SEQanswers

Go Back   SEQanswers > Bioinformatics > Bioinformatics



Similar Threads
Thread Thread Starter Forum Replies Last Post
New Resources for 1000 Genomes laura Bioinformatics 36 04-15-2017 08:48 AM
Fasta with one entry per chromosome (for methylation analysis and others) mixter Epigenetics 0 06-28-2011 01:52 AM
bam files of exomes from 1000 genomes jorjial Bioinformatics 3 06-06-2011 03:16 AM
1000 genomes Nataiki Bioinformatics 4 02-04-2011 04:42 AM
.bam alignment format from 1000 Genomes Project CellsDividing Bioinformatics 2 02-06-2009 08:21 AM

Reply
 
Thread Tools
Old 01-16-2012, 01:26 AM   #1
ce.log
Junior Member
 
Location: germany

Join Date: Jan 2012
Posts: 2
Default Convert 1000-Genomes-proje BAM to FASTA (aligned to reference, grouped by chromosome)

Hi,

I would like to use some data from the 1000 Genome project. As I understand, the BAM files for the individuals contain difference-reads to a reference sequence (HG18/HG19).

Now, given the reference sequence as (compressed) FASTA, one file for each chromosome, and the BAM file for let's say NA12283, I would like to obtain the FASTA files for each chromosome of NA12283. Is this possible, and how?

I tried to download a bulk of (s/b)am2X tools, but they only extract all the reads from the BAM file and write them into one FASTA file, without (re-)creating the actual chromosomes with respect to the reference.

Thanks and best Regards,
Daniel
ce.log is offline   Reply With Quote
Old 01-16-2012, 05:11 AM   #2
Bukowski
Senior Member
 
Location: Aberdeen, Scotland

Join Date: Jan 2010
Posts: 388
Default

I'm not quite sure what you're asking. BAM files contain reads (mapped and potentially unmapped) to a reference sequence. You indicate you already have the reference, so is the question "How can I extract reads from individual chromosomes from a BAM file?". If not, then this answer might be no use

You could just subset the bam file (http://www.1000genomes.org/faq/how-d...ction-bam-file) by chromosome and then extract the reads with bam2fastq (http://www.hudsonalpha.org/gsl/software/bam2fastq.php) I'm assuming you want fastq and not fasta, as if you convert to fasta you will lose quality information. If you do want fasta then the fastq->fasta conversion is trivial and implemented in many forms.
Bukowski is offline   Reply With Quote
Old 01-16-2012, 05:25 AM   #3
ce.log
Junior Member
 
Location: germany

Join Date: Jan 2012
Posts: 2
Default

Well, maybe I am just not quite sure, whether what I want to do really makes sense

For instance, given reference Chromosome 1 (of a/the reference genome), and some reads of human NA12283 from the 1000 Genome project, I just ask myself: "What does the Chromosome 1 of NA12283 look like". I would assume (maybe this is my mistake?) that I can just overlay all the mapped reads to the reference Chromosome 1 and then obtain "the" Chromosome 1 of NA12283 - at least roughly.

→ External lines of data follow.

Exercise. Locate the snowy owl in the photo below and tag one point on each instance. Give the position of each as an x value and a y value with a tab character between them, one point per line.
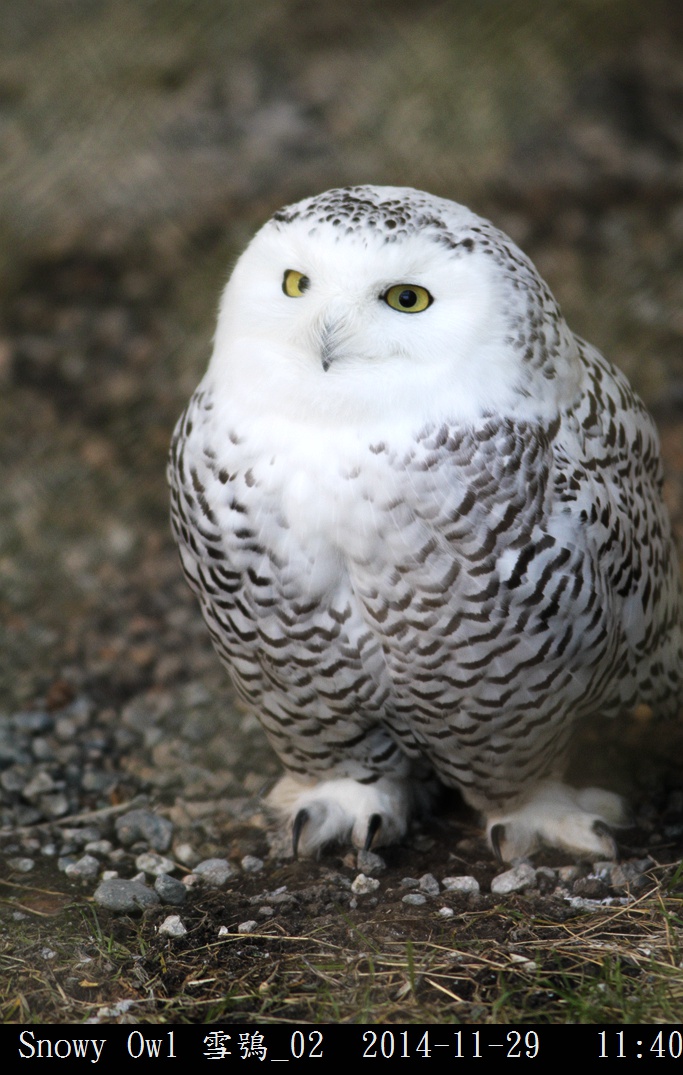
424	521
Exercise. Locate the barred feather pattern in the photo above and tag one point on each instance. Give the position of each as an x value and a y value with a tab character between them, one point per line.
447	598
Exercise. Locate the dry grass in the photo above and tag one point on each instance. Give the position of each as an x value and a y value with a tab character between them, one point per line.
507	963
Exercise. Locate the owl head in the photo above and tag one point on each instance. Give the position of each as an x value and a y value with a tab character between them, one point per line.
387	303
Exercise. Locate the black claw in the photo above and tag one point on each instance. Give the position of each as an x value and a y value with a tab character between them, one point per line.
603	830
497	835
297	828
373	827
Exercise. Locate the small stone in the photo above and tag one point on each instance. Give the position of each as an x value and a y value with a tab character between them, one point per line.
252	864
12	780
172	927
186	855
54	805
102	847
40	785
429	885
466	885
144	825
121	894
153	863
214	872
591	888
31	721
545	879
85	869
170	889
517	879
363	885
570	874
22	864
370	862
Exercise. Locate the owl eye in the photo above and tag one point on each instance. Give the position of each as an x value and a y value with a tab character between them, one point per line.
294	284
408	298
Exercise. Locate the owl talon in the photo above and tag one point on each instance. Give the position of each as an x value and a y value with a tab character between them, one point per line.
497	836
373	827
606	834
579	821
299	822
343	811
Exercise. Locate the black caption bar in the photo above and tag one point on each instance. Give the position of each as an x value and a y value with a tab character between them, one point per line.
370	1045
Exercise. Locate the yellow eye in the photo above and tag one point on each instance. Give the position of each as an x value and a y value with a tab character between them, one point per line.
408	298
294	284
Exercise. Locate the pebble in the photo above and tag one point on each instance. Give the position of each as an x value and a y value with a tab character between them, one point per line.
369	862
363	885
22	864
172	927
143	825
214	872
429	885
152	862
466	885
85	869
252	864
517	879
121	894
169	889
248	927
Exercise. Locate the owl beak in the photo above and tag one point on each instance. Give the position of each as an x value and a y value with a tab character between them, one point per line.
330	339
327	347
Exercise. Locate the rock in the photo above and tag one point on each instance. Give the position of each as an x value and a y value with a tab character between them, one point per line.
517	879
143	825
119	894
214	872
170	889
172	927
85	869
429	885
252	864
363	885
465	885
153	863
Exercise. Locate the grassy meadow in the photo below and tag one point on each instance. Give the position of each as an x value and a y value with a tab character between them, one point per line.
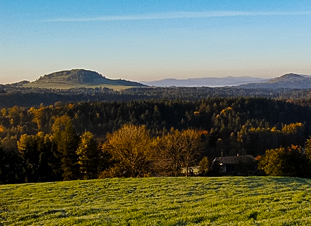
159	201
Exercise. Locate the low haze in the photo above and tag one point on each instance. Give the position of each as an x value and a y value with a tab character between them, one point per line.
153	40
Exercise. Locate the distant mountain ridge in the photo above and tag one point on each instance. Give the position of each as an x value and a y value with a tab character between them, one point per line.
208	81
81	76
287	81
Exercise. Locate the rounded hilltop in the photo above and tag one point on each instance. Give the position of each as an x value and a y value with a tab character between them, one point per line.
77	75
77	78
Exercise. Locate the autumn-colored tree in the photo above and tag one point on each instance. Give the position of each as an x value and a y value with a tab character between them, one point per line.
129	148
88	156
204	166
192	147
181	149
67	143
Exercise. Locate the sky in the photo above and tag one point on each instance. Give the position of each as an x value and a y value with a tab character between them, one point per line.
146	40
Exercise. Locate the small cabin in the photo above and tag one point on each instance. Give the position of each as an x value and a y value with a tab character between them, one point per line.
236	165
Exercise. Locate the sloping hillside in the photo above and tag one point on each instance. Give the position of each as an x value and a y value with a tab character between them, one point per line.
159	201
78	78
287	81
199	82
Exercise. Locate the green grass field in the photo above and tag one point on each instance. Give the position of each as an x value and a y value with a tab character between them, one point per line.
159	201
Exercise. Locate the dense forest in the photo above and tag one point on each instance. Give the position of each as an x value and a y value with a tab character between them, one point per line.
82	140
14	95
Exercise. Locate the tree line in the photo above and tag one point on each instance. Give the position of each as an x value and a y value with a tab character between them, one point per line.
88	139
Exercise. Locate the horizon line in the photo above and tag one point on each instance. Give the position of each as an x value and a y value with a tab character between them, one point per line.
180	15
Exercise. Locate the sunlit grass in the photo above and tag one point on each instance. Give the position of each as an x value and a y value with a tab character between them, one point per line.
159	201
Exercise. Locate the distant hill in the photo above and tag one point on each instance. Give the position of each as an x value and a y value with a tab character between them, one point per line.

If all this makes (biologically) sense, then I would be interested in the FASTA file of Chromosome 1 of NA12283 - computed from the reference chromosome and the mapped reads.

About your solution: Once converted to FASTQ - don't I lose all the mapping information? I really want to *combine* the reads and the corresponding reference chromosome, not only convert reads to reads.
ce.log is offline   Reply With Quote
Old 01-16-2012, 05:32 AM   #4
Bukowski
Senior Member
 
Location: Aberdeen, Scotland

Join Date: Jan 2010
Posts: 388
Default

Ah, so you want to create a consensus sequence from the mapped reads per chromosome for a given individual?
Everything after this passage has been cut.